Function-specific offerings
Many vendors' offerings are focused on areas such as data protection and disaster recovery, which were the most common needs cited by VMware users in a July 2012 survey conducted by the Wikibon technology analysis website. Again, many tools are limited to specific vendors' products or storage protocols.
Actifio, for example, tackles backup, disaster recovery and business continuity with its Protection and Availability Storage (PAS) appliance, which virtualizes both storage and storage functions such as copy, store, move and restore. But the PAS appliance supports only Fibre Channel-attached storage, such as SANs, and only disaster and recovery, not the dynamic reprovisioning required to maintain the performance of production applications.
Even if this creates a stand-alone silo of tools and data for backup and recovery, that's an improvement over the multiple silos (and multiple copies of data) many companies use for anything from testing to disaster recovery or data analytics, says Andrew Gilman, senior director of global marketing at Actifio. He also says Actifio's globally deduplicated object-based file system reduces costs by storing and moving only changes to data.
VirtualSharp Software says its ReliableDR "goes into the different layers of virtualization inside the cloud" and uses the APIs provided by storage vendors to create runbooks (defined sets of operations) to execute and verify disaster recovery and failover. However, it does this only for applications running on VMware hypervisors, and only for applications, not for the data they use.
Also, the tool supports only clouds running within corporate data centers, because, says CEO Carlos Escapa, "the market is so huge behind the firewall and the protection mechanisms are lacking." He adds that the fact that ReliableDR is capable of running multiple disaster recovery tests per day more than makes up for its lack of broader management capabilities.
Symantec's Virtual Business Services doesn't handle VM management or even storage provisioning such as zoning SANs or creating LUNs, says senior director of product management Douglas Fallstrom. It instead allows customers to define dependencies among the tiers of an application stack (including VMs and their associated storage) to better understand how the stack responds to the failure of one component. This helps ensure that the terms of SLAs for the storage tier are set properly and that performance can be measured.

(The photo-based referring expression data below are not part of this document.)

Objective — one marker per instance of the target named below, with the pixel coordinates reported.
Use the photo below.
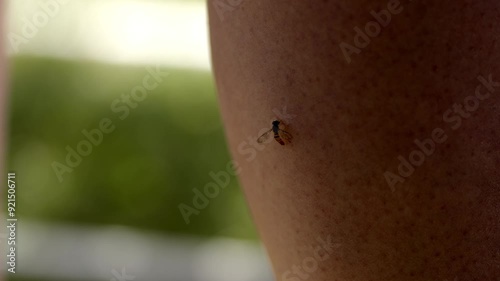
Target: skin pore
(426, 82)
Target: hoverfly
(280, 135)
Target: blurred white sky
(162, 32)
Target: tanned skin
(351, 121)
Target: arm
(356, 109)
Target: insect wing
(285, 135)
(264, 137)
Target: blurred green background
(127, 191)
(142, 170)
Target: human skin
(350, 123)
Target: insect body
(281, 136)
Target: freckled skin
(350, 124)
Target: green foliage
(142, 170)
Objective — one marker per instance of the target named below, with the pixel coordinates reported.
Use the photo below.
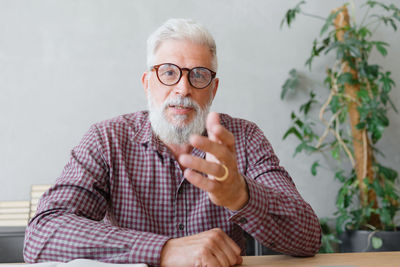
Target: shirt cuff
(256, 207)
(147, 249)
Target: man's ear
(145, 81)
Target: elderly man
(174, 186)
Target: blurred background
(67, 64)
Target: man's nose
(183, 87)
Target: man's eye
(168, 73)
(198, 75)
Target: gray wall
(67, 64)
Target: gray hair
(181, 29)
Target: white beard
(176, 132)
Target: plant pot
(361, 241)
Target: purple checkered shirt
(122, 195)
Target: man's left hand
(219, 146)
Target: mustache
(186, 102)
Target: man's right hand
(210, 248)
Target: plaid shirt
(122, 195)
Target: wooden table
(367, 259)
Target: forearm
(281, 221)
(63, 237)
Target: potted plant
(351, 119)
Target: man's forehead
(183, 52)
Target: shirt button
(243, 220)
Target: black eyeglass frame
(156, 67)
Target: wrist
(242, 198)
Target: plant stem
(365, 17)
(313, 16)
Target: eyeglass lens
(170, 74)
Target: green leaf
(329, 22)
(294, 131)
(291, 14)
(346, 78)
(335, 152)
(376, 242)
(291, 83)
(314, 168)
(360, 125)
(380, 47)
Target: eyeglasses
(170, 74)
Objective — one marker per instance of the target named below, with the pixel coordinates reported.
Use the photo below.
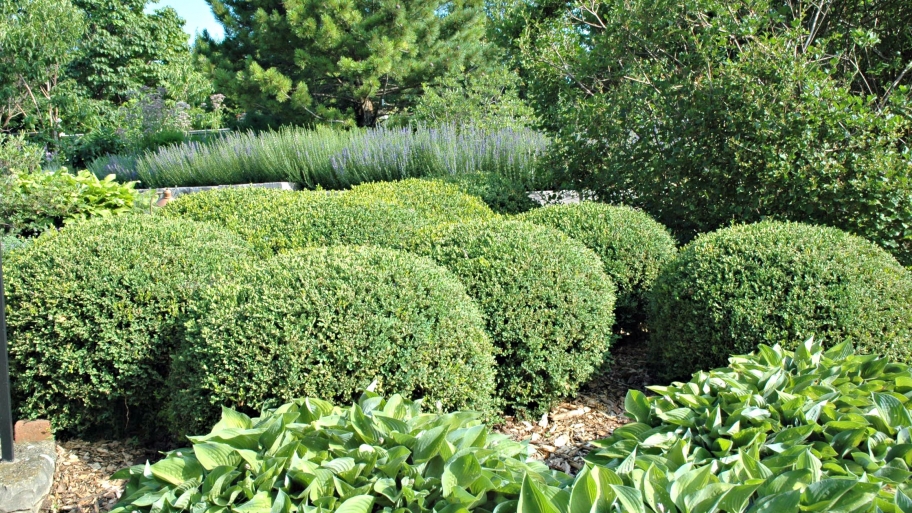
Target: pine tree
(349, 61)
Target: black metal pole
(6, 404)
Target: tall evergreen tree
(352, 61)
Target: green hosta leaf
(902, 502)
(212, 455)
(427, 444)
(260, 503)
(637, 406)
(176, 469)
(892, 411)
(630, 498)
(356, 504)
(532, 499)
(779, 503)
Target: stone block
(26, 481)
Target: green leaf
(428, 443)
(212, 455)
(260, 503)
(533, 500)
(176, 469)
(637, 406)
(357, 504)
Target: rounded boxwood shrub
(275, 221)
(547, 303)
(633, 247)
(96, 310)
(431, 199)
(775, 282)
(328, 322)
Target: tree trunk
(366, 114)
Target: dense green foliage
(501, 193)
(703, 112)
(335, 159)
(488, 99)
(37, 201)
(126, 49)
(309, 61)
(275, 221)
(632, 246)
(547, 304)
(16, 153)
(777, 283)
(37, 38)
(431, 199)
(308, 455)
(329, 321)
(95, 311)
(775, 431)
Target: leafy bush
(275, 221)
(34, 202)
(432, 199)
(502, 195)
(331, 321)
(308, 455)
(775, 431)
(703, 116)
(776, 283)
(97, 143)
(10, 243)
(547, 304)
(96, 310)
(632, 245)
(16, 153)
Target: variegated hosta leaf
(309, 455)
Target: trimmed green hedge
(275, 221)
(633, 247)
(327, 322)
(777, 283)
(431, 199)
(96, 310)
(547, 303)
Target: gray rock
(26, 481)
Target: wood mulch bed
(561, 438)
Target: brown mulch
(561, 438)
(81, 481)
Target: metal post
(6, 404)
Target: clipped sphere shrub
(328, 322)
(777, 283)
(431, 199)
(96, 310)
(633, 247)
(275, 221)
(547, 303)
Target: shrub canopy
(777, 283)
(547, 304)
(329, 321)
(633, 247)
(96, 310)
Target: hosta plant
(775, 431)
(379, 455)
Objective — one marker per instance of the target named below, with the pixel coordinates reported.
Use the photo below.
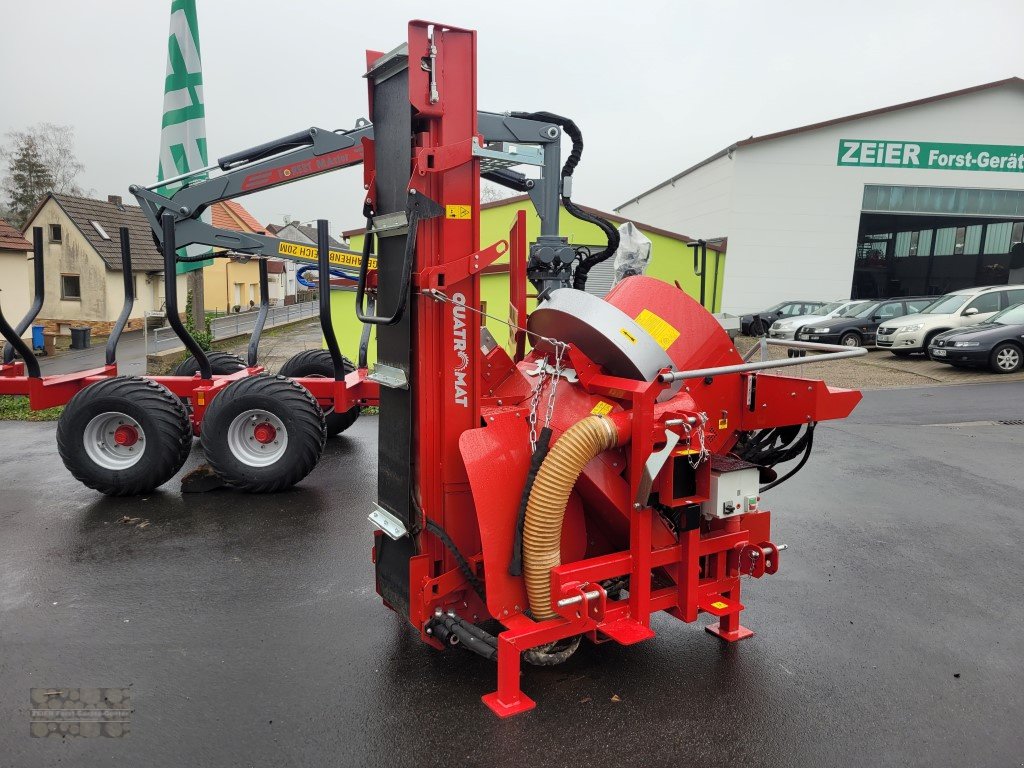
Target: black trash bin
(81, 337)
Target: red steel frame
(48, 391)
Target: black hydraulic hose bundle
(770, 446)
(464, 566)
(809, 440)
(573, 132)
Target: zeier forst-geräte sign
(930, 156)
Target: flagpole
(182, 136)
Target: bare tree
(40, 159)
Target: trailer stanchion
(37, 301)
(112, 342)
(264, 307)
(327, 322)
(171, 297)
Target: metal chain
(559, 351)
(534, 403)
(702, 453)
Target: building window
(997, 238)
(71, 288)
(943, 201)
(958, 241)
(945, 240)
(972, 244)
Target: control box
(735, 488)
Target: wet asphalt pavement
(250, 634)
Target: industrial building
(918, 198)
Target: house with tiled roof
(14, 269)
(231, 284)
(83, 268)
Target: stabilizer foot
(508, 709)
(731, 636)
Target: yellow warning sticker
(658, 328)
(308, 253)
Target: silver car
(786, 327)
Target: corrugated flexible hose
(546, 508)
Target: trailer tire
(100, 427)
(221, 364)
(316, 364)
(263, 433)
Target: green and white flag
(182, 135)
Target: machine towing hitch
(606, 463)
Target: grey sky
(655, 86)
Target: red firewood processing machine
(604, 464)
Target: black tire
(276, 404)
(851, 339)
(316, 364)
(1007, 358)
(158, 418)
(221, 364)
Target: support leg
(508, 699)
(728, 627)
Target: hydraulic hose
(548, 499)
(568, 168)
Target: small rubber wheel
(263, 433)
(316, 364)
(221, 364)
(1007, 358)
(124, 436)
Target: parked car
(758, 324)
(997, 343)
(786, 328)
(965, 307)
(858, 329)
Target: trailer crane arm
(506, 140)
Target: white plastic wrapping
(633, 254)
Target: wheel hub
(114, 440)
(257, 437)
(264, 432)
(126, 435)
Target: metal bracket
(655, 462)
(386, 522)
(388, 376)
(390, 224)
(506, 155)
(544, 367)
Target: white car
(786, 327)
(969, 306)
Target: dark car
(757, 324)
(858, 329)
(997, 343)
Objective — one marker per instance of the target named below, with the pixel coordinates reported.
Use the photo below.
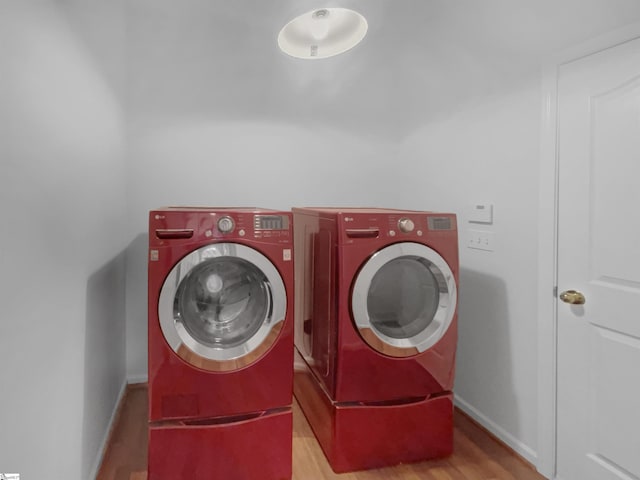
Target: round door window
(221, 306)
(403, 299)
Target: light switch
(480, 213)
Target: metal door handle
(573, 297)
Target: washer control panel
(406, 225)
(226, 224)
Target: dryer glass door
(404, 299)
(222, 306)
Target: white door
(599, 258)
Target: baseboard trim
(109, 430)
(519, 448)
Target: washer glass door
(404, 299)
(222, 306)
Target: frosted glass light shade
(322, 33)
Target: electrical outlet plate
(480, 240)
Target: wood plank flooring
(477, 455)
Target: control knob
(406, 225)
(226, 224)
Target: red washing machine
(220, 344)
(376, 333)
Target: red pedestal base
(360, 437)
(249, 448)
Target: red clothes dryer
(220, 344)
(376, 332)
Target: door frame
(548, 240)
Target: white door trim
(547, 240)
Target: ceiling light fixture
(322, 33)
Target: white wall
(62, 238)
(489, 152)
(334, 134)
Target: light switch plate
(480, 213)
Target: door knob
(573, 297)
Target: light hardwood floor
(477, 455)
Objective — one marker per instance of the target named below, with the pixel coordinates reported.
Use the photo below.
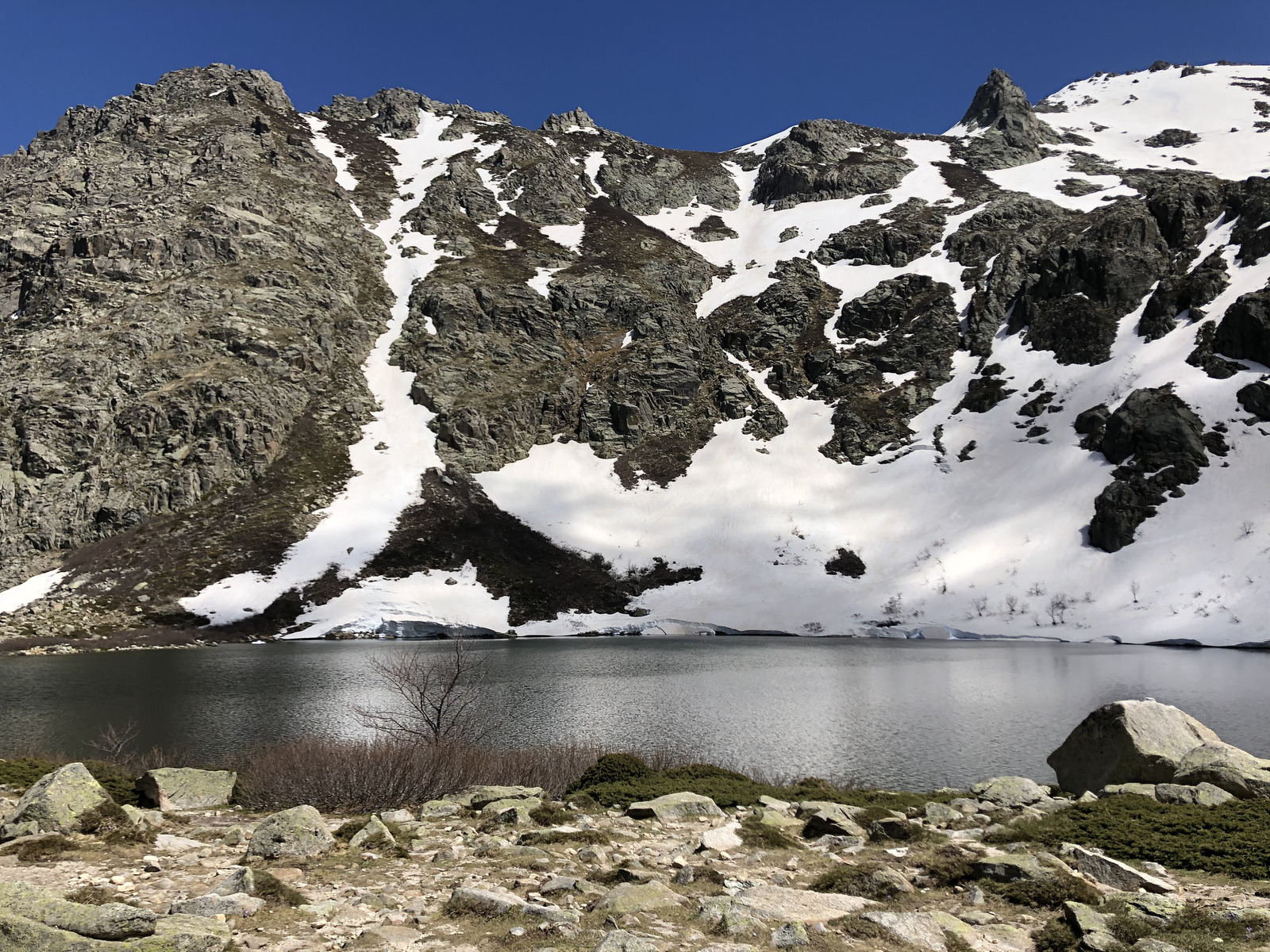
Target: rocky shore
(514, 869)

Continuity Software's recently announced Availability Cloud/Guard aims to improve reliability by detecting problems such as situations where "clustered servers can't see new storage" because of a failure to map the new storage device to all the appropriate servers. That's a problem an administrator often wouldn't be aware of until the server "tries to use the storage [and] fails," says CTO Doron Pinhas. Cloud/Guard helps find such problems by comparing a customer's deployment with 6,000 deployment scenarios from the vendor's customers to "observe your effort to build the environment... and gently steer [the customer] in the right direction," he says.